A une heure du matin mes troupes étaient en route pour Étoges. Dans cette marche, j'eus connaissance pour la première fois d'une proclamation de Louis XVIII, datée du 1er Janvier, où il annonçait, entre autres choses, que, de retour en France, il favoriserait les transactions relatives aux biens nationaux. Je fus frappé de son ignorance de l'état des choses dans ce pays. Arrivé à Étoges, une autre lettre du général Grouchy m'annonçait que, pensant à la nécessité de ne pas faire faute aux calculs de l'Empereur, il se décidait à partir et m'en prévenait, afin de me mettre à même de prendre les dispositions que je trouverais convenables.

Ma position était critique. Tant que je ne serais pas parvenu à retrouver ma ligne naturelle de retraite, ou au moins tant que je ne serais pas assuré de pouvoir ta prendre sur la Marne, je courrais de grands dangers, ayant un corps de douze mille hommes devant moi, et les corps de Sacken, d'York et de Kleist sur mon flanc ou derrière.

Je pris mon parti sur-le-champ, et voici ce que j'exécutai.

Je jetai jusque sur Montmirail ma cavalerie légère. Je la chargeai d'observer cette ville du plus près possible, et de tourner autour d'elle, en prenant sa retraite sur la Marne, si elle était forcée à s'éloigner.

Je me portai à Montmaur, et j'entrepris le même mouvement circulaire dont Montmirail était le centre, en passant par Orbais. Une fois arrivé sur la route qui mène à Château-Thierry, tout danger était passé, j'avais ma retraite sur la Marne, et, si j'étais forcé de m'y porter, je me réunissais à Mortier.
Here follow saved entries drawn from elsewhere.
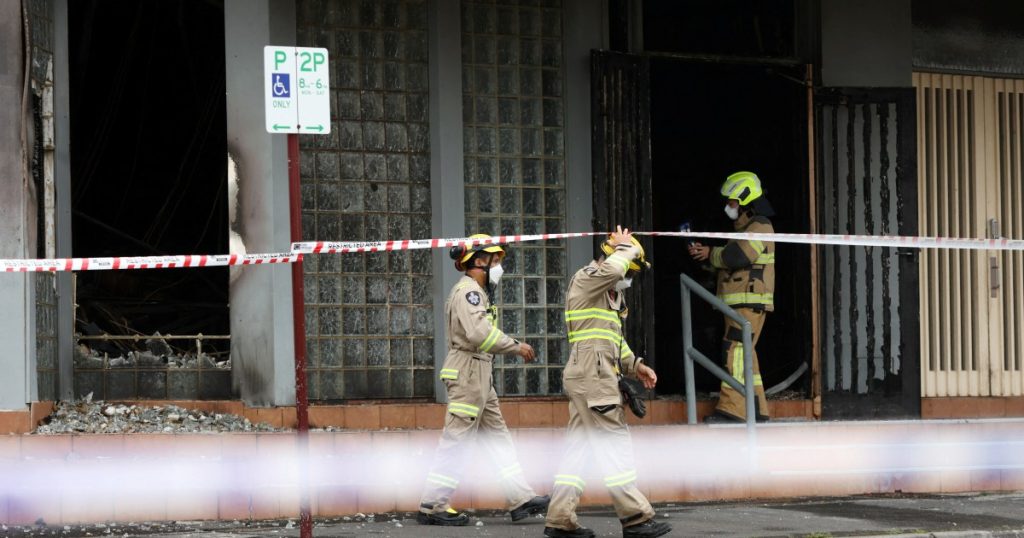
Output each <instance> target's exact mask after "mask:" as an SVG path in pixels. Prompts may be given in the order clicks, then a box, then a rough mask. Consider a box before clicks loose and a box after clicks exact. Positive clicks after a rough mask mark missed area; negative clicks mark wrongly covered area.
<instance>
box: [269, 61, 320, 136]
mask: <svg viewBox="0 0 1024 538" xmlns="http://www.w3.org/2000/svg"><path fill="white" fill-rule="evenodd" d="M330 80H331V79H330V68H329V63H328V54H327V49H326V48H312V47H275V46H267V47H263V84H264V88H265V89H264V94H265V95H266V99H265V102H266V108H265V110H266V131H267V132H272V133H281V132H285V133H288V132H298V133H311V134H329V133H330V132H331V87H330Z"/></svg>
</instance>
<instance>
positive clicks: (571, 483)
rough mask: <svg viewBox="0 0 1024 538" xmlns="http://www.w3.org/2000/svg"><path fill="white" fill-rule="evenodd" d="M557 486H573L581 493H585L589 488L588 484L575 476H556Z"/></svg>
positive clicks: (562, 474) (555, 483)
mask: <svg viewBox="0 0 1024 538" xmlns="http://www.w3.org/2000/svg"><path fill="white" fill-rule="evenodd" d="M555 486H571V487H573V488H575V489H578V490H580V493H583V489H584V488H585V487H586V486H587V483H586V482H584V481H583V479H581V478H580V477H577V475H575V474H555Z"/></svg>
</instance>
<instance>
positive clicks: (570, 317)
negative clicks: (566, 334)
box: [565, 308, 623, 326]
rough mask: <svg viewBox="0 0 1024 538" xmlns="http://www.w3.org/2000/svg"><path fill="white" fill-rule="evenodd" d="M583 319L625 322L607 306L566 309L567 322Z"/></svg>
mask: <svg viewBox="0 0 1024 538" xmlns="http://www.w3.org/2000/svg"><path fill="white" fill-rule="evenodd" d="M581 320H604V321H607V322H612V323H614V324H615V325H618V326H622V325H623V322H622V320H621V319H620V318H618V313H617V312H615V311H609V309H607V308H584V309H582V311H565V321H566V322H578V321H581Z"/></svg>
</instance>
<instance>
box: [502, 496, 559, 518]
mask: <svg viewBox="0 0 1024 538" xmlns="http://www.w3.org/2000/svg"><path fill="white" fill-rule="evenodd" d="M550 502H551V496H550V495H544V496H539V497H534V498H532V499H530V500H528V501H526V502H524V503H522V504H520V505H519V507H517V508H512V509H511V510H509V514H510V515H512V521H513V522H518V521H519V520H522V519H524V518H526V516H529V515H532V514H535V513H541V512H542V511H544V510H547V509H548V503H550Z"/></svg>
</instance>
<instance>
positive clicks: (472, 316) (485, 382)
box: [420, 276, 537, 513]
mask: <svg viewBox="0 0 1024 538" xmlns="http://www.w3.org/2000/svg"><path fill="white" fill-rule="evenodd" d="M444 314H445V317H446V319H447V328H446V331H445V333H446V335H447V348H449V351H447V357H446V358H445V359H444V366H443V368H442V369H441V373H440V378H441V379H442V380H443V382H444V384H445V385H447V398H449V405H447V414H446V415H445V418H444V431H443V432H442V433H441V439H440V441H439V442H438V444H437V452H436V453H435V455H434V463H433V467H432V468H431V469H430V472H429V473H428V474H427V484H426V487H425V489H424V492H423V497H422V498H421V500H420V511H423V512H425V513H440V512H444V511H445V510H447V509H449V508H450V507H451V504H450V501H451V499H452V494H453V492H455V490H456V488H457V487H458V486H459V480H460V479H461V478H462V473H463V469H464V468H465V465H466V462H467V460H468V458H469V453H468V450H467V449H468V448H469V447H470V446H471V445H472V443H473V437H474V434H476V437H477V439H478V440H479V442H480V443H482V444H483V446H484V447H485V449H486V451H487V452H488V454H489V455H490V458H492V459H493V460H494V462H495V463H496V465H497V467H498V478H499V480H500V482H501V485H502V489H503V490H504V493H505V498H506V500H507V501H508V507H509V509H512V508H516V507H518V506H520V505H521V504H523V503H524V502H526V501H528V500H530V499H532V498H534V497H535V496H537V494H536V493H535V492H534V490H532V489H531V488H530V487H529V486H528V485H527V484H526V480H525V478H524V477H523V474H522V468H521V467H520V466H519V461H518V458H517V456H516V453H515V448H514V447H513V446H512V437H511V436H510V434H509V430H508V427H507V426H506V425H505V419H504V418H503V417H502V411H501V409H500V408H499V407H498V395H497V394H496V392H495V387H494V384H493V383H492V377H490V369H492V364H490V362H492V359H493V358H494V355H493V354H508V353H513V351H515V350H517V349H518V346H519V342H517V341H516V340H514V339H513V338H511V337H509V336H508V335H506V334H505V333H504V332H502V331H501V329H499V328H498V327H497V309H494V308H492V307H490V300H489V299H488V297H487V294H486V293H484V291H483V289H482V288H480V285H479V284H477V283H476V281H475V280H473V279H472V278H470V277H468V276H467V277H463V278H462V279H461V280H459V282H458V283H456V285H455V287H454V288H452V292H451V293H449V297H447V300H446V301H445V303H444Z"/></svg>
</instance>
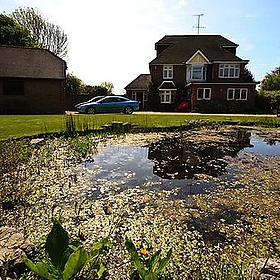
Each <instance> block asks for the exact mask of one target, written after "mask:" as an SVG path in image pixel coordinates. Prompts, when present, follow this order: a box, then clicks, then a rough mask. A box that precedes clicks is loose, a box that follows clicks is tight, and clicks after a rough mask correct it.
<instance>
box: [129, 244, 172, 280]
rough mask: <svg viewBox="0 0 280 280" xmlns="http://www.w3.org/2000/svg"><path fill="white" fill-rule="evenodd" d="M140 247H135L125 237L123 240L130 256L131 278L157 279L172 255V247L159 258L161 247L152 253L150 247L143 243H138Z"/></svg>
mask: <svg viewBox="0 0 280 280" xmlns="http://www.w3.org/2000/svg"><path fill="white" fill-rule="evenodd" d="M139 245H140V247H139V248H138V250H137V249H136V247H135V245H134V243H133V242H132V241H131V240H129V239H127V240H126V242H125V246H126V249H127V250H128V252H129V254H130V258H131V263H132V265H133V267H134V271H133V273H132V275H131V279H142V280H157V279H159V277H160V276H162V274H163V273H164V271H165V269H166V267H167V265H168V262H169V260H170V258H171V255H172V249H169V251H168V252H167V255H166V257H163V258H161V249H159V250H157V251H155V252H154V253H153V251H152V247H150V246H148V247H147V248H146V247H145V246H143V243H142V242H140V243H139Z"/></svg>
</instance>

Je pris position en me mettant à cheval sur cette grande route. Avant le jour j'avais pris ma marche circulaire, et j'arrivai enfin sur la route de Montmirail à la Ferté-sous-Jouarre. Revenu dans une position naturelle, je me portai sur l'ennemi, qui occupait Montmirail avec une partie de ses forces. Un combat de deux heures le força d'en sortir, après avoir éprouvé une perte de plus de cinq cents hommes en tués ou prisonniers. Je n'ai jamais compris pourquoi l'ennemi se conduisit ainsi. Car, s'il tenait à conserver Montmirail, il fallait soutenir les troupes qui y étaient; et, s'il n'y tenait pas, il fallait l'évacuer, et non s'en faire chasser. Le Morin nous sépara pendant la nuit, et le lendemain l'ennemi fit sa retraite dans la direction de la grande armée. Le 17, j'avais repris Montmirail. J'y restai les 18, 19 et 20, pour faire reposer mes troupes, exténuées par tant de mouvements et tant de combats. Le 21, je me mis en marche pour Sézanne, où j'arrivai le 22.

Mais qu'avait fait, pendant tout ce temps-là, le général Grouchy avec son corps de cavalerie et sa belle division d'infanterie? Je vais le dire, et on aura peine à le croire. Il s'était arrêté à la Ferté-sous-Jouarre! Le 18, il vint de sa personne à Montmirail pour me faire son compliment, et me témoigner sa joie de me voir échappé à d'aussi grands dangers. Il me dit que, l'idée de mes périls l'ayant poursuivi et anéanti, il n'avait pu continuer son mouvement; que, s'il me fut arrivé malheur, il se serait brûlé la cervelle. «C'eût été, lui dis-je, une grande consolation; mais, puisque vous avez tremblé pour moi, et que vous n'avez pas été au secours de l'Empereur, il fallait au moins revenir à ma rencontre et faire une diversion en ma faveur.» Ainsi, grâce à ses indécisions, à ses irrésolutions, il m'avait compromis pour aller au secours de l'Empereur; et, à peine ce mal fait, il avait renoncé à tout ce qui lui restait d'utile à exécuter eu allant rejoindre Napoléon, en sorte qu'il ne servit à rien et ne fut utile à personne. Ne voit-on pas, en cette circonstance, l'homme de Waterloo?